Antarctic Drilling Program (ANDRILL)

 

Date of this Version

2006

Citation

Scientific Drilling, No. 3, September 2006, 43-45.

Comments

Copyright 2006, International Ocean Discovery Program. Used by permission.

Abstract

ANDRILL (ANtarctic geological DRILLing) is a new international, multi-disciplinary drilling program that targets geological records that lie hidden beneath the icy blanket of Antarctica. The primary objective is to investigate Antarctica’s role in global environmental change over the past sixty-five million years, at various scales of age resolution, and thereby enhance our understanding of Antarctica’s potential response to future global changes. Efforts to understand the influence of Antarctica on global climate change require a fundamental knowledge of how the Antarctic cryosphere (ice sheets, ice shelves, and sea ice) has evolved, not only in recent times but also during earlier geological periods when global temperature and atmospheric CO2 levels were similar to what might be reached by the end of this century. ANDRILL’s integrated science approach will use stratigraphic drilling, coring, and multi-proxy core analysis combined with geophysical surveys and numerical modeling to study the Cenozoic history of Antarctic climate and ice sheets, the evolution of polar biota, Antarctic tectonism, and Antarctica’s role in the evolution of Earth’s ocean–climate system.
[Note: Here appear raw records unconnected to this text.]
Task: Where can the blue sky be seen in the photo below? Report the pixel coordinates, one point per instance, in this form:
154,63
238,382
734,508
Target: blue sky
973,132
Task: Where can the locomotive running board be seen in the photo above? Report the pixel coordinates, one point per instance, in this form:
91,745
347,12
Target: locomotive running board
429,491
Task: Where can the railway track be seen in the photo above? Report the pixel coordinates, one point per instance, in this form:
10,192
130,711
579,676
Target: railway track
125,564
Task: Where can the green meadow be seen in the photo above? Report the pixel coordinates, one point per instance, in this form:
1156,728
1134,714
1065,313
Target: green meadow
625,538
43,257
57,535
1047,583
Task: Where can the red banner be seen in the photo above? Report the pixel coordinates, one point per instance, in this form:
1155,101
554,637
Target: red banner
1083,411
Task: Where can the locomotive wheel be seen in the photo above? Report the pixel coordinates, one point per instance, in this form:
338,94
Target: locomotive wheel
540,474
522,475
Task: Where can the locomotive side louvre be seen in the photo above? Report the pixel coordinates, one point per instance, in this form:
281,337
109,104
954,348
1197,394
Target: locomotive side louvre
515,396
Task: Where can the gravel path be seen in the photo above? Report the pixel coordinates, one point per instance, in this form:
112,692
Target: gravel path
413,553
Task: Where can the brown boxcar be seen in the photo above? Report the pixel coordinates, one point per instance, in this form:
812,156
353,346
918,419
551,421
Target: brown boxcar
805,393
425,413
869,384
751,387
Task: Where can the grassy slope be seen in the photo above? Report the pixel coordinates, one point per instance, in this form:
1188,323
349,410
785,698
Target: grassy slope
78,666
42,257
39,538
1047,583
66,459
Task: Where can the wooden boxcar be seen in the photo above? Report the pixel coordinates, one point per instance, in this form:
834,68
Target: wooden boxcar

The two inaugural ANDRILL projects, McMurdo Ice Shelf Project (MIS) and Southern McMurdo Sound Project (SMS), will be drilled in late 2006 and late 2007, respectively, in the McMurdo Sound Region of the Ross Sea (for science plans, see http://andrill.org), and research on these projects will continue throughout the International Polar Year (IPY, 2007–2008). Funding from Germany, Italy, New Zealand, and the United States supported the development of a new dedicated drilling system and drilling camp for ice-based operations. The anticipated twenty-year lifespan of the drilling rig is expected to enable future drilling in other regions of the Antarctic margin. Future ANDRILL projects will depend on new proposals to national funding agencies. ANDRILL is managed through the McMurdo-ANDRILL Science Implementation Committee (M-ASIC) and the ANDRILL Operations Management Group (AOMG), whose directions are implemented through the Science Management Office (SMO) at the University of Nebraska-Lincoln and the Project Operator’s Office within Antarctica New Zealand, respectively. Ongoing and future community involvement, proposal development, and site characterization are encouraged, facilitated, and coordinated by the ANDRILL Science Committee (ASC) and the SMO.